В молчании проехали мы до крайней хаты; дальше лежали поля, холмы, начинался лес, в котором исчезала бурая лента дороги. Посередине между деревней и лесом стояла корчма, и к ней мы поскакали.
Еврей-корчмарь, заслышав топот, вышел на крыльцо, а увидав мундиры, кинулся нам навстречу в ворота и стал кланяться и зазывать в дом. Куча детских лиц подглядывала в окно нашу встречу.
— Если к вам зайдут солдаты, — сказал я строго, — не вздумайте продавать им водку.
Корчмарь стал клясться, что сей же час запрячет водку в погреб, под большой замок, где ее и черти не найдут, а он просит господ офицеров посмотреть, как это будет выполнено, пусть они войдут в дом и увидят своими глазами его усердие. Завороженный этой болтовней, Васильков готов был спешиться и следовать за хитрым хозяином, чтобы в духоте грязной корчмы заплатить втридорога за рюмку дряннейшей водки.
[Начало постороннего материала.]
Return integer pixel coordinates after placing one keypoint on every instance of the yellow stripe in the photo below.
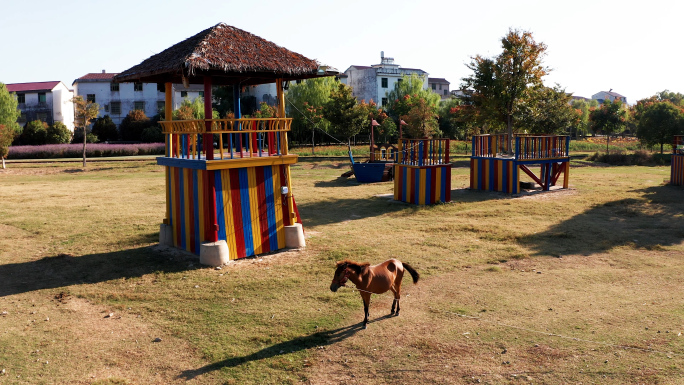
(254, 209)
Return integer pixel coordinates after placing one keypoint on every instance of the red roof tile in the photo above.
(25, 87)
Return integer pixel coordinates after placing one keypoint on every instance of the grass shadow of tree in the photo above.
(66, 270)
(648, 223)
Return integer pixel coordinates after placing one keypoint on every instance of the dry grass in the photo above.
(571, 286)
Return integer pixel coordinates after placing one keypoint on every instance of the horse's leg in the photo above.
(366, 304)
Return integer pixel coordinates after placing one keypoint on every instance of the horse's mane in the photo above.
(356, 266)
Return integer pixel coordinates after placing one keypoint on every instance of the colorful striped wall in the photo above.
(495, 174)
(423, 185)
(677, 173)
(249, 208)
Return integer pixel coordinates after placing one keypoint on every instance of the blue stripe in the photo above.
(181, 191)
(195, 209)
(270, 208)
(246, 215)
(220, 215)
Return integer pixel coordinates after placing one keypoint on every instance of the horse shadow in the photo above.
(295, 345)
(648, 222)
(65, 270)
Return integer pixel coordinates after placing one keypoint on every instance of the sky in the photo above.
(633, 48)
Но тут из лесу вынеслись кони, коляска и клуб пыли за ней. Корчмарь приставил козырьком руку, вгляделся зоркими глазами и, нечто для себя важное определив, выдвинулся вперед. Коляска приблизилась и пронеслась мимо. В ней сидели господин лет пятидесяти, юная красавица (Васильков, я заметил, с одного взгляда насмерть в нее влюбился), а напротив них молодой человек со скрещенными на груди руками. Все трое имели сердитый, мрачный вид, словно их только что в лесу ограбили и в придачу надавали пощечин. Никто из них не взглянул в нашу сторону, только кучер-лакей окинул спесивым взглядом и, верно, мысленно огрел нас длинным своим кнутом.
Корчмарь, хоть путники его вовсе не заметили, счел должным низко поклониться и глотнуть поднятой колесами пыли.
— Это кто? — спросил я, когда он разогнул спину.
— О! — воскликнул корчмарь. — Это пан Володкович.
— А красавица — его дочь? — поспешил узнать Васильков.
— Его, его, — подтвердил корчмарь. — И его младший сын. Володкович о! — это богатый пан. Пятьсот душ имел до реформы. А если дочь выйдет замуж, он станет еще богаче.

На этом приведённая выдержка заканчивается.